LA NUOVA GUERRA CIVILE ITALIANA

Chi avrebbe mai più detto che, dopo la guerra civile mediatica (che però ha avuto i suoi morti e feriti) dichiarata dai no vax contro il vaccino e le misure anti Covid varate prima dal governo Conte, poi dal governo Draghi, contro le autorità sanitarie, i virologi  e l’obbligo vaccinale considerato lesivo così della libertà individuale come  della salute di tutti e di ciascuno, sarebbe scoppiata una nuova guerra civile mediatica per ora – e spariamo che tale rimanga –  solo virtuale, tra italiani filoucraini e italiani filorussi?

Come nella guerra (in)civile contro il vaccino, così i disobbedienti come gli obbedienti avevano i loro ideologi, per lo più televisivi, di riferimento, ora anche i filoucraini e i filorussi possono contare sui loro, ma con qualche differenza: nel caso della guerra contro il vaccino la neutralità non era (non è) ammessa: o ci si vaccina o non ci si vaccina, tertium non datur; mentre ora, in questa guerra combattuta sui media a parole e con pallottole cartacee sparate da giornali,  giornalini e giornaloni – ma al riparo e lontano dalle bombe e dai missili della guerra vera – è possibile rimanere neutrali: né con gli uni né con gli altri (da cui il conio del poco elegante neologismo  “neneisti”).

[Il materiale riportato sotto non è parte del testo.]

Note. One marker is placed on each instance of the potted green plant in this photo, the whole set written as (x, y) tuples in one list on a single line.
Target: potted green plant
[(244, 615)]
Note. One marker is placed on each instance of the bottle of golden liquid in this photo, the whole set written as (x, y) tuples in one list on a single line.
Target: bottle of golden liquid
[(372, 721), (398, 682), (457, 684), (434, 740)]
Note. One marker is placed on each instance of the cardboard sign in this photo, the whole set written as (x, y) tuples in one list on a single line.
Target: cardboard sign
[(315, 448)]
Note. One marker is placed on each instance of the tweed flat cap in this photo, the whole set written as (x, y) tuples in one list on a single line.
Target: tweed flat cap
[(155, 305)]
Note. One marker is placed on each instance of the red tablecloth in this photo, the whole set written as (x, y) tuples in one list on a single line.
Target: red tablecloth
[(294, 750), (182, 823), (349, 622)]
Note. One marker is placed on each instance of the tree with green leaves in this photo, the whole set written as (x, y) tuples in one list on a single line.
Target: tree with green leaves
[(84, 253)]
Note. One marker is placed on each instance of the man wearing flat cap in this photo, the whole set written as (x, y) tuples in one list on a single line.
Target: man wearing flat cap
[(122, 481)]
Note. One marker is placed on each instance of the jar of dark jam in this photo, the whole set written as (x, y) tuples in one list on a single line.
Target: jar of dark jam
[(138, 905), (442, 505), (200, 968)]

Il fatto è che, mentre qui ci si accapiglia verbalmente, là, in Ucraina, si combatte e si muore sul serio e in aggiunta – come nel caso dei giovani coscritti russi mandati criminalmente allo sbaraglio – senza neanche sapere perché. Solo chi è in malafede o perfettamente allineato con la propaganda di guerra putiniana può prendere per buone le motivazioni ufficiali addotte dall’autocrate di Mosca per giustificare l’aggressione all’Ucraina. Esaminiamole una per una: 1) la minaccia di installare missili americani in territorio ucraino ai confini della Russia. Qui basta ragionare senza preconcetti: perché mai gli Stati Uniti dovrebbero puntare i loro missili contro la Russia? Come ognun sa (o dovrebbe sapere), la superpotenza antagonista degli Usa non è più la Russia ma, caso mai, la Cina. Quali vantaggi e quali conseguenze  avrebbe un attacco missilistico in piena regola degli Stati Uniti contro la Russia? Vogliono scherzare con il fuoco e scatenare una reazione a catena che ci porterebbe dritti alla terza (e ultima) guerra mondiale?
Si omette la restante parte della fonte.